N. 10605/2003 REG.RIC.
REPUBBLICA ITALIANA
IN NOME DEL POPOLO ITALIANO
Il Tribunale Amministrativo Regionale per il Lazio
(Sezione Seconda)
ha pronunciato la presente
SENTENZA NON DEFINITIVA
sul ricorso numero di registro generale 10605 del 2003, proposto dal Sig. Di C A, rappresentato e difeso dall'avv. A R P, con domicilio eletto presso G Mancini in Roma, via Ovidio, 26;
contro
Provincia di Viterbo, rappresentato e difeso dall'avv. C/O Avv.Prov.Viterbo Stringola Maria Teresa, con domicilio eletto presso R Vttoni in Roma, via Cesare Fracassini, 18;
per la condanna
della Provincia di Viterbo: a) al risarcimento del danno provocatogli dalla occupazione abusiva (e conseguente perdita di ogni facoltà inerente al diritto di proprietà, del suo appezzamento di terreno (sito in Tuscania, distinto in catasto alla partita n.6821, foglio 122, part.lle 21 e 39, e foglio 133, part.lla n.18), dal deprezzamento del terreno residuo e dalla separazione del fondo in due parti;b) nonché al pagamento delle ulteriori competenze dovutegli a titolo di rivalutazione monetaria e/o di interessi legali e delle spese processuali.
Visti il ricorso e i relativi allegati;
Visto l'atto di costituzione in giudizio di Provincia di Viterbo;
Viste le memorie difensive;
Visti tutti gli atti della causa;
Nominato Relatore nell'udienza pubblica del giorno 24 novembre 2010 il Cons. Avv. C M d M e uditi per le parti i difensori come specificato nel verbale;
Visto l'art. 36, co. 2, cod. proc. amm.;
Ritenuto e considerato in fatto e diritto quanto segue.
FATTO
1. Con il ricorso in esame il ricorrente chiede la condanna dell’Amministrazione convenuta al risarcimento dei danni provocatigli per la illegittima occupazione di parte del suo fondo (con connessa perdita della possibilità di esercitare le facoltà inerenti il diritto di proprietà), nonché per la perdita di valore del restante parte;nonché al pagamento delle ulteriori somme asseritamente dovutegli a titolo di rivalutazione monetaria, di interessi legali maturati e maturandi, e delle spese legali anticipatamente sostenute.

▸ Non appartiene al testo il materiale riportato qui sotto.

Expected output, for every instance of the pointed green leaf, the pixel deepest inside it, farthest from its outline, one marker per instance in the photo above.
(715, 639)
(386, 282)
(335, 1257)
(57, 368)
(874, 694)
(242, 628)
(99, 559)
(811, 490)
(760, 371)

2. Prima di entrare nel merito della questione, si appalesa necessaria una breve ricostruzione dei fatti rilevanti ai fini della valutazione della pretesa attorea.
2.1. Con deliberazione di Giunta Provinciale n.183 del 17.7.1980 il Consiglio Provinciale della Provincia di Viterbo approvava i progetti di ammodernamento di alcune strade provinciali, tra le quali la Strada Provinciale Dogana (per il tratto corrente dal Km 0 al Km 14), dichiarando la pubblica utilità, nonché la urgenza ed indifferibilità dell’opera.
Con successivo atto deliberativo n.89 del 22.3.1982 lo stesso Organo collegiale autorizzava l’Amministrazione ad occupare in via d’urgenza e per cinque anni, ai sensi della L. n.865 del 1971, della L. n.1/1978 e della L.reg. n.79 del 1978, le aree interessate.
Pertanto, con atto del 22.6.1982 la Provincia di Viterbo si immetteva nel possesso di una porzione di terreno facente parte di un più ampio fondo di proprietà del ricorrente, sito in località Poggio Martino, distinto in catasto alla partita n.6821, fg. 122, part.lle n.21 e 39 e fg. 133, part.lla 18, di complessivi Ha 55.97,70.
In particolare, l’Amministrazione occupava mq 6.000 della part.lla 21;mq 900 della part.lla 18 e mq 900 della part.lla 39 (per un totale di mq 7.800), fissando una indennità di £.360 per ogni mq.
Il ricorrente non accettava la misura dell’indennità.
2.2. Non ostante la realizzazione dei lavori previsti, l’Amministrazione non ha mai definito il relativo procedimento amministrativo, avendo omesso di perfezionare il decreto di esproprio e gli atti presupposti o alternativi (non essendo pervenuta alla formalizzazione dell’atto di cessione volontaria, né avendo mai adottato un atto ricognitivo di acquisto a titolo originario dei terreni in questione).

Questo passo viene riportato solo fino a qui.